# Hunting Stickshot



## whipcrackdeadbunny (May 22, 2010)

Hi folks; I've just been talking with Marcus Snr, and playing a little with the stickshot. Do any of the hunters here like stickshots? I'm not very accurate with it yet, but I'm going to be putting in some practice, and I'd like to see others trying too.
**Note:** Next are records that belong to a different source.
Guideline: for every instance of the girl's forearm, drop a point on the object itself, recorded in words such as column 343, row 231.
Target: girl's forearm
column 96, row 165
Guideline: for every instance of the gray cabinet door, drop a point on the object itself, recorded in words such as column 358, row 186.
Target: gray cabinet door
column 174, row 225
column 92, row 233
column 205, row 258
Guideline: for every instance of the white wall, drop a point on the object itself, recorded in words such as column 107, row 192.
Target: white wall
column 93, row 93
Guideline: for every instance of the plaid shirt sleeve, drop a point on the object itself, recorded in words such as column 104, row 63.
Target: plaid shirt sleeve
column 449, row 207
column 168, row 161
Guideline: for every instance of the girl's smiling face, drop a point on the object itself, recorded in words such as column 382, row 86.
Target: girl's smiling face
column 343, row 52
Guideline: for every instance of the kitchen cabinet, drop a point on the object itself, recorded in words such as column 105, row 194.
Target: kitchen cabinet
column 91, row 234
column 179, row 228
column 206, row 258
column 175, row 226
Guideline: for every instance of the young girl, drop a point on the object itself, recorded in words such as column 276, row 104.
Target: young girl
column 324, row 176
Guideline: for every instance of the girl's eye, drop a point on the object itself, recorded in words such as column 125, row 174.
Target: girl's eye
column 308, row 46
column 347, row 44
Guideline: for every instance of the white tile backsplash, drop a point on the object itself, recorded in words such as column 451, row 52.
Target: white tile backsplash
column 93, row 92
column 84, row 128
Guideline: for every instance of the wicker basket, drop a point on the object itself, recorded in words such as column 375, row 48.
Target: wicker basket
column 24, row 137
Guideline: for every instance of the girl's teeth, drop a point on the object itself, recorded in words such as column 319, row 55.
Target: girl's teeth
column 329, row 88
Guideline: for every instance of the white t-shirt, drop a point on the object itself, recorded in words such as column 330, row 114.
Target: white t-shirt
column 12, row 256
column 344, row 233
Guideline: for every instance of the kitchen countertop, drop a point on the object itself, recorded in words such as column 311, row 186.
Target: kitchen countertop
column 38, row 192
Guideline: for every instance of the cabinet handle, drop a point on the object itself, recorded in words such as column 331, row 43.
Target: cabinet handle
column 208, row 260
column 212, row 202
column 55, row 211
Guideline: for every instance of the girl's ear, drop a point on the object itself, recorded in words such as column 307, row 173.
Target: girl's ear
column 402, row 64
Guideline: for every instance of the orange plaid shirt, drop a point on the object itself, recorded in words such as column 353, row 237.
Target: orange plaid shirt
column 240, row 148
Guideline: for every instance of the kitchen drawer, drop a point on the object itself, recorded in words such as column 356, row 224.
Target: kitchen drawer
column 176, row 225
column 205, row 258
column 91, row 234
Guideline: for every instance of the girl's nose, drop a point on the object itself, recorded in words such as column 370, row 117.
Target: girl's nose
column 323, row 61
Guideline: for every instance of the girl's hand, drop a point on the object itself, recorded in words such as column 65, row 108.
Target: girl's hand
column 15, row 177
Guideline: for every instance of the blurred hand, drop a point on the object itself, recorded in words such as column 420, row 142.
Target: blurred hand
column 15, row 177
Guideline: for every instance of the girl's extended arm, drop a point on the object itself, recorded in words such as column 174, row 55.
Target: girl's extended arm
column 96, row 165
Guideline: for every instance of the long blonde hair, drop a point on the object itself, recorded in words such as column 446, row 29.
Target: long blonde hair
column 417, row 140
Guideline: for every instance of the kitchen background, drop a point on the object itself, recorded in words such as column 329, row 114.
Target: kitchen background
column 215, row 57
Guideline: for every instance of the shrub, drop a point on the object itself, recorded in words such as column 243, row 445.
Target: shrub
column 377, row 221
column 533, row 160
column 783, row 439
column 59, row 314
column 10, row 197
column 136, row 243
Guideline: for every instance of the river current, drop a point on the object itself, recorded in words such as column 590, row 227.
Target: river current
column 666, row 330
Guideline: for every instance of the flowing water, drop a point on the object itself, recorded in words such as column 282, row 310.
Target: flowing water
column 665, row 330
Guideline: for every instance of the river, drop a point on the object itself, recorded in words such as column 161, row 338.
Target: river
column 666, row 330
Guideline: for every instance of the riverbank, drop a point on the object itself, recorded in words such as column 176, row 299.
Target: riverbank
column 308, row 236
I won't hunt with one until I can get similar results with the set up I have now, but I'd like to see others trying themselves.
Good luck!

WhipcrackIcompletelymissedthatbunny.


----------



## shot in the foot (Jan 3, 2010)

I cant use one, i put my shed widow out ha ha


----------



## gamekeeper john (Apr 11, 2011)

i'm actualy pretty good with one but i seem to get a nasty handslap with everyone i'v shot lol - john


----------



## atom (Jun 24, 2011)

i cant shoot em either


----------



## gramps (Sep 22, 2011)

Hi guys i made a stickshot today, iv found that if theres a curve within the frame pointing away you there shouldmlnt be handslap, as i say this is just my experience, heres a stick shooter iv made my little cuzen using innertube,

Its not that bad tbf


----------



## whipcrackdeadbunny (May 22, 2010)

Looks good, Gramps. For you guys getting hand-slaps, just angle the shooter forward, that should do it.


----------